As with stocks, Bitcoin dealers would be subject to different rules that wouldn’t allow for capital gains treatment.

Bitcoin miners would have to report their earnings as taxable income with a value equal to the worth on the day it was mined. If they mine as part of a business, they would have to pay payroll taxes as well.

And here is WSJ's Q&A:

How is virtual currency treated for federal tax purposes? 

Bitcoin and other virtual currencies are treated as property, not as a currency. Therefore, an investor who buys bitcoin would typically have a capital gain or loss when it’s sold but wouldn’t have foreign-currency gains and losses.

If a taxpayer receives a payment in virtual currency, is it considered income?

Yes, the fair-market value of the currency (in U.S. dollars) on the date the payment was received is considered to be income. For more information on exchange rates, see the notice.

Does a person who makes a payment using bitcoin have a gain or loss on the transaction?

Yes, typically. For example, say a person buys $5,000 of bitcoin, which then doubles in value.

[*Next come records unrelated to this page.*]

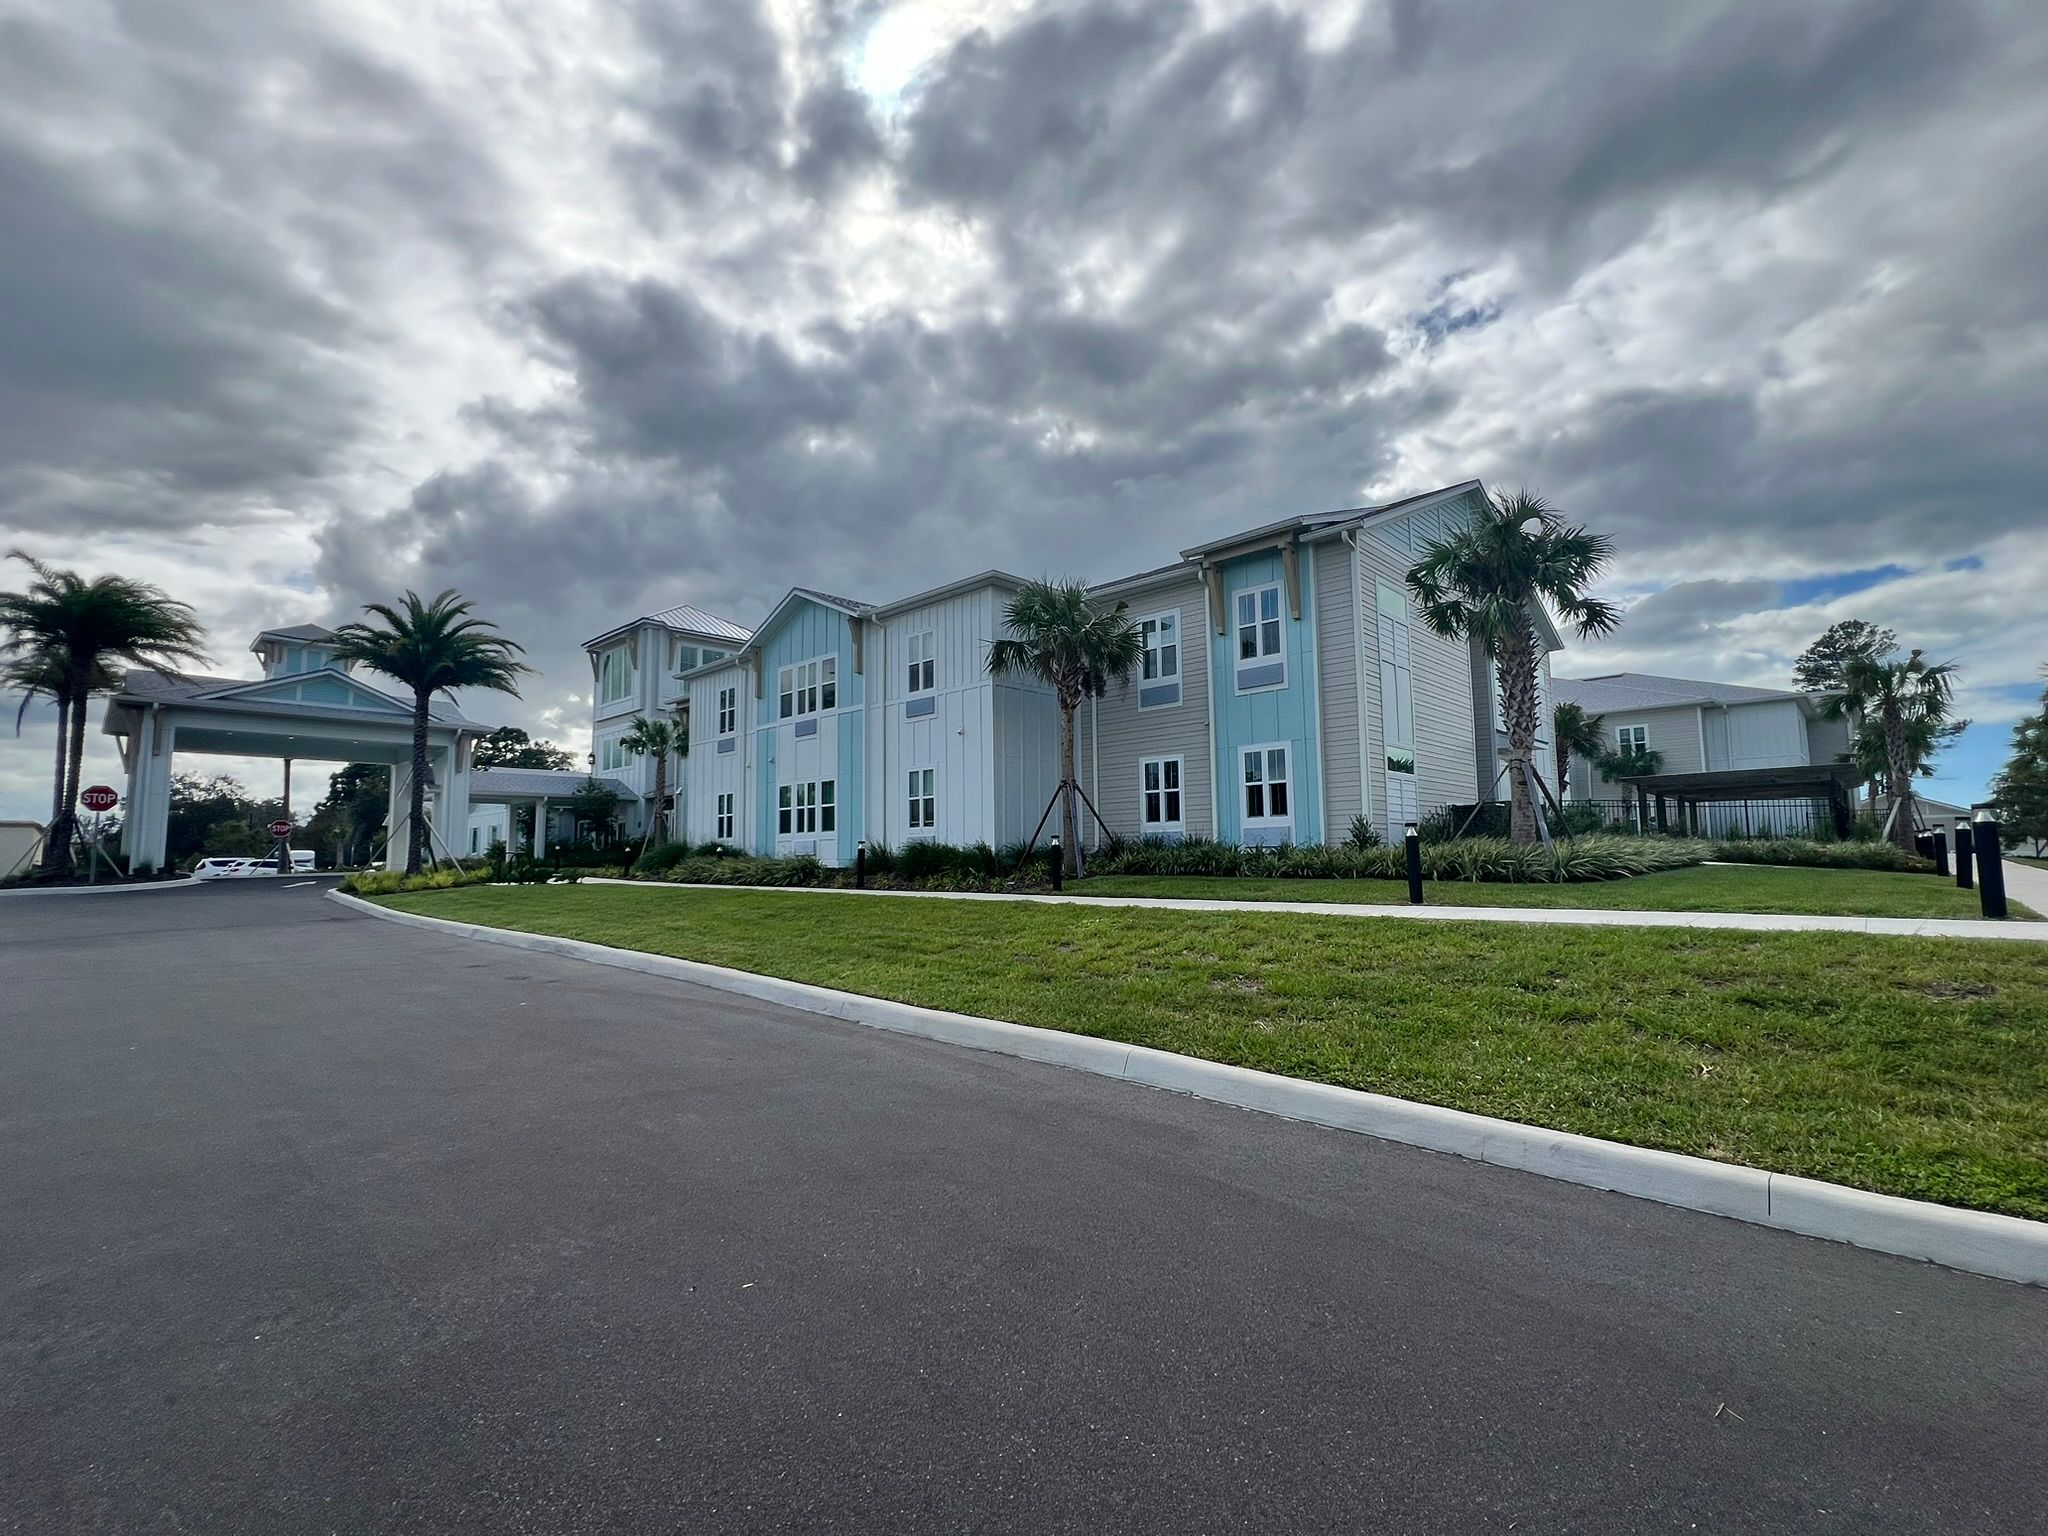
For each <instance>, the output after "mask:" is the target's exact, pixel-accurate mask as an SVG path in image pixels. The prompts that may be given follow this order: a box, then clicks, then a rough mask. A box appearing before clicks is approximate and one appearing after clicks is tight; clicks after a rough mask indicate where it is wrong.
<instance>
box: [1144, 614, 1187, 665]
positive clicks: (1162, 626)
mask: <svg viewBox="0 0 2048 1536" xmlns="http://www.w3.org/2000/svg"><path fill="white" fill-rule="evenodd" d="M1139 637H1141V639H1143V641H1145V659H1143V664H1141V666H1139V678H1141V680H1143V682H1180V614H1178V612H1155V614H1145V616H1143V618H1139Z"/></svg>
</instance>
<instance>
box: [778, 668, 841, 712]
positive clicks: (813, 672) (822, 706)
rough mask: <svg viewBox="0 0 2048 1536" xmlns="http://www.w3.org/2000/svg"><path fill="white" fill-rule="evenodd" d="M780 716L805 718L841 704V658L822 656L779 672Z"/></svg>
mask: <svg viewBox="0 0 2048 1536" xmlns="http://www.w3.org/2000/svg"><path fill="white" fill-rule="evenodd" d="M776 705H778V719H784V721H791V719H803V717H805V715H817V713H821V711H827V709H838V707H840V657H836V655H819V657H815V659H811V662H797V664H795V666H786V668H782V670H780V672H778V674H776Z"/></svg>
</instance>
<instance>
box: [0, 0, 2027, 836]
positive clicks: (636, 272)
mask: <svg viewBox="0 0 2048 1536" xmlns="http://www.w3.org/2000/svg"><path fill="white" fill-rule="evenodd" d="M2044 78H2048V12H2044V10H2042V6H2040V4H2030V2H2028V0H2013V2H2011V4H1991V2H1987V4H1978V2H1974V0H1927V2H1917V0H1862V2H1849V4H1835V2H1831V0H1800V4H1784V0H1757V2H1755V4H1716V2H1708V0H1698V2H1686V0H1671V4H1642V2H1640V0H1616V2H1612V4H1608V2H1604V0H1581V2H1577V4H1554V6H1530V4H1526V2H1524V0H1497V2H1493V4H1487V2H1485V0H1468V2H1466V4H1432V0H1372V2H1370V4H1362V6H1356V8H1346V6H1341V4H1335V0H1317V2H1315V4H1305V6H1298V8H1288V6H1280V4H1241V2H1237V0H1212V2H1206V0H1188V2H1176V0H1147V2H1143V4H1122V2H1110V0H1079V2H1075V4H1038V6H1030V4H1012V2H1010V0H958V2H948V0H932V2H930V4H926V2H915V0H907V2H903V4H887V0H844V2H840V4H836V2H834V0H518V2H516V4H512V2H510V0H508V2H506V4H502V6H489V4H479V2H477V0H299V2H297V4H289V6H266V4H242V2H238V0H0V541H4V545H20V547H25V549H29V551H33V553H37V555H41V557H45V559H53V561H59V563H70V565H78V567H82V569H90V571H100V569H117V571H125V573H131V575H141V578H147V580H154V582H158V584H162V586H164V588H168V590H170V592H172V594H174V596H182V598H186V600H188V602H193V604H195V606H197V608H199V612H201V616H203V621H205V623H207V627H209V631H211V635H213V651H215V655H217V662H219V668H217V670H219V672H227V674H252V672H254V657H250V655H248V653H246V645H248V641H250V637H252V635H254V633H256V631H258V629H260V627H264V625H274V623H297V621H328V623H334V621H340V618H344V616H348V614H350V612H352V610H354V604H358V602H362V600H365V598H377V596H391V594H395V592H401V590H403V588H408V586H412V588H420V590H426V592H432V590H438V588H442V586H457V588H461V590H463V592H467V594H469V596H473V598H475V600H477V602H479V606H481V610H483V612H485V614H487V616H492V618H496V621H498V623H500V625H504V629H506V631H508V633H510V635H514V637H516V639H520V641H524V643H526V645H528V649H530V651H532V659H535V662H537V664H539V666H541V668H543V676H541V678H537V680H532V684H530V686H528V690H526V696H524V698H520V700H510V698H504V700H496V698H494V700H473V702H471V709H473V713H477V715H479V717H483V719H489V721H516V723H522V725H528V727H530V729H535V731H539V733H547V735H553V737H557V739H561V741H567V743H571V745H573V748H575V750H578V752H582V750H584V743H586V737H588V690H590V672H588V666H586V662H584V657H582V653H580V649H578V643H580V641H582V639H584V637H588V635H592V633H596V631H600V629H604V627H608V625H610V623H616V621H618V618H623V616H631V614H635V612H645V610H649V608H657V606H666V604H674V602H696V604H700V606H705V608H711V610H713V612H721V614H727V616H731V618H735V621H739V623H754V621H756V618H760V614H762V612H764V610H766V606H768V604H770V602H772V600H774V598H776V596H778V594H780V592H782V590H784V588H786V586H791V584H793V582H809V584H817V586H825V588H831V590H840V592H850V594H856V596H874V598H885V596H895V594H905V592H911V590H915V588H920V586H926V584H934V582H940V580H946V578H950V575H961V573H967V571H973V569H981V567H987V565H1004V567H1010V569H1016V571H1022V573H1040V571H1049V573H1071V575H1085V578H1108V575H1116V573H1122V571H1128V569H1139V567H1145V565H1155V563H1159V561H1163V559H1169V557H1171V555H1174V553H1176V551H1178V549H1182V547H1186V545H1192V543H1196V541H1200V539H1204V537H1212V535H1217V532H1225V530H1229V528H1233V526H1245V524H1253V522H1262V520H1270V518H1276V516H1284V514H1292V512H1307V510H1323V508H1333V506H1350V504H1358V502H1368V500H1378V498H1391V496H1401V494H1407V492H1415V489H1425V487H1432V485H1440V483H1446V481H1456V479H1464V477H1473V475H1477V477H1485V479H1487V481H1489V483H1497V485H1509V487H1511V485H1530V487H1534V489H1540V492H1542V494H1544V496H1548V498H1550V500H1552V502H1554V504H1556V506H1561V508H1563V510H1567V512H1569V514H1571V516H1575V518H1579V520H1583V522H1587V524H1591V526H1595V528H1599V530H1606V532H1610V535H1614V539H1616V543H1618V547H1620V559H1618V561H1616V565H1614V573H1612V592H1614V594H1616V596H1620V598H1622V600H1626V602H1628V604H1630V616H1628V625H1626V627H1624V631H1622V633H1620V635H1618V637H1616V639H1612V641H1606V643H1602V645H1597V647H1583V649H1579V651H1575V653H1573V655H1569V657H1565V664H1563V666H1561V668H1559V670H1561V672H1577V674H1587V672H1602V670H1616V668H1636V670H1651V672H1673V674H1681V676H1710V678H1722V680H1729V682H1757V684H1786V682H1788V680H1790V657H1792V655H1796V653H1798V651H1800V649H1802V647H1804V643H1806V641H1808V639H1812V635H1817V633H1819V631H1821V629H1825V627H1827V625H1829V623H1831V621H1835V618H1841V616H1862V618H1872V621H1878V623H1886V625H1892V627H1896V629H1898V631H1901V635H1905V637H1907V639H1909V641H1911V643H1919V645H1925V647H1927V649H1929V651H1933V653H1937V655H1942V657H1954V659H1958V662H1960V664H1962V666H1964V676H1966V688H1964V694H1966V698H1964V702H1966V711H1968V713H1970V715H1972V717H1974V719H1976V721H1980V725H1978V727H1974V729H1972V733H1970V735H1968V737H1966V741H1964V743H1962V748H1960V750H1956V752H1954V754H1952V758H1950V762H1948V766H1946V770H1944V774H1942V778H1939V780H1937V782H1935V793H1937V795H1942V793H1948V795H1954V797H1964V799H1968V797H1974V795H1978V793H1980V791H1982V784H1985V778H1987V776H1989V774H1991V772H1993V770H1995V766H1997V762H1999V760H2001V758H2003V743H2005V735H2007V731H2009V723H2011V719H2013V717H2015V715H2017V713H2021V709H2023V707H2025V705H2028V702H2030V700H2032V698H2036V696H2038V692H2040V686H2042V684H2040V666H2042V664H2044V662H2048V489H2044V487H2048V449H2044V424H2048V258H2044V252H2048V176H2044V174H2042V166H2044V164H2048V90H2042V86H2040V82H2042V80H2044ZM8 717H12V707H10V709H8ZM49 731H51V725H49V721H47V719H41V717H35V715H31V719H29V723H27V729H25V733H23V735H20V737H18V739H14V737H12V735H6V737H4V739H0V815H43V813H47V805H49V788H47V784H49V739H51V737H49ZM94 754H96V766H98V768H100V770H102V772H113V766H111V764H113V756H111V752H104V750H100V745H98V741H94ZM266 774H268V780H266ZM274 774H276V770H274V766H272V768H266V770H254V772H252V774H250V782H252V784H256V786H258V788H264V786H272V788H274Z"/></svg>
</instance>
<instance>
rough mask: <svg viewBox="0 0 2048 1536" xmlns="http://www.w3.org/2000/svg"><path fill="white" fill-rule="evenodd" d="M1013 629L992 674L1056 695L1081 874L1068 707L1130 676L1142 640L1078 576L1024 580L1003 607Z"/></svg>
mask: <svg viewBox="0 0 2048 1536" xmlns="http://www.w3.org/2000/svg"><path fill="white" fill-rule="evenodd" d="M1004 623H1006V625H1008V627H1010V631H1012V633H1010V635H1006V637H1004V639H997V641H993V643H991V645H989V676H991V678H1004V676H1012V674H1020V676H1032V678H1040V680H1044V682H1049V684H1051V686H1053V696H1055V698H1057V700H1059V774H1061V780H1059V803H1061V813H1059V821H1061V840H1063V844H1065V854H1063V858H1065V864H1067V872H1069V874H1075V877H1079V872H1081V838H1079V829H1081V827H1079V817H1077V815H1075V807H1073V795H1075V788H1077V784H1075V776H1073V711H1077V709H1079V707H1081V700H1083V698H1102V696H1104V694H1106V692H1108V690H1110V682H1112V680H1114V682H1116V684H1124V682H1128V678H1130V674H1133V672H1135V670H1137V668H1139V664H1141V662H1143V659H1145V639H1143V637H1141V635H1139V627H1137V625H1133V623H1130V616H1128V612H1126V608H1124V604H1122V602H1118V604H1116V606H1114V608H1100V606H1096V604H1094V602H1090V600H1087V588H1085V586H1081V584H1079V582H1026V584H1024V586H1022V588H1018V592H1016V596H1012V598H1010V602H1008V604H1006V606H1004Z"/></svg>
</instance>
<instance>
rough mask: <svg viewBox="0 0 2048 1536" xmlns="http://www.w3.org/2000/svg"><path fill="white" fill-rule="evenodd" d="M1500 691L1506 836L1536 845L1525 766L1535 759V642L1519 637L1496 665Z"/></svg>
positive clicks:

If she then uses the bitcoin to pay a $10,000 tuition bill, she could have a $5,000 taxable capital gain on the transaction.

This clarification means that people who use bitcoin in small amounts, such as to buy a meal, could face onerous record-keeping issues.

Is a person who “mines” a virtual currency considered to have received income?  

Yes, and if the taxpayer engages in mining as a trade or business, self-employment tax is often due.

Does virtual currency that’s paid by an employer in return for services meet the definition of wages for payroll-tax purposes?

Yes, and it’s also subject to income-tax withholding.

Must payments made in bitcoin be reported to the IRS? 

Yes, if they meet the requirements for information reporting on payments made in property. Typically, the threshold is payments of $600 or more.

Will taxpayers be penalized for having treated bitcoin transactions in a different manner before today’s notice?

They could be, especially if they underpayed tax or didn’t report income, or both. But the IRS noted that penalty relief “may be available” to persons who were required to file information reports but didn’t, if there’s a reasonable cause for the nonfiling.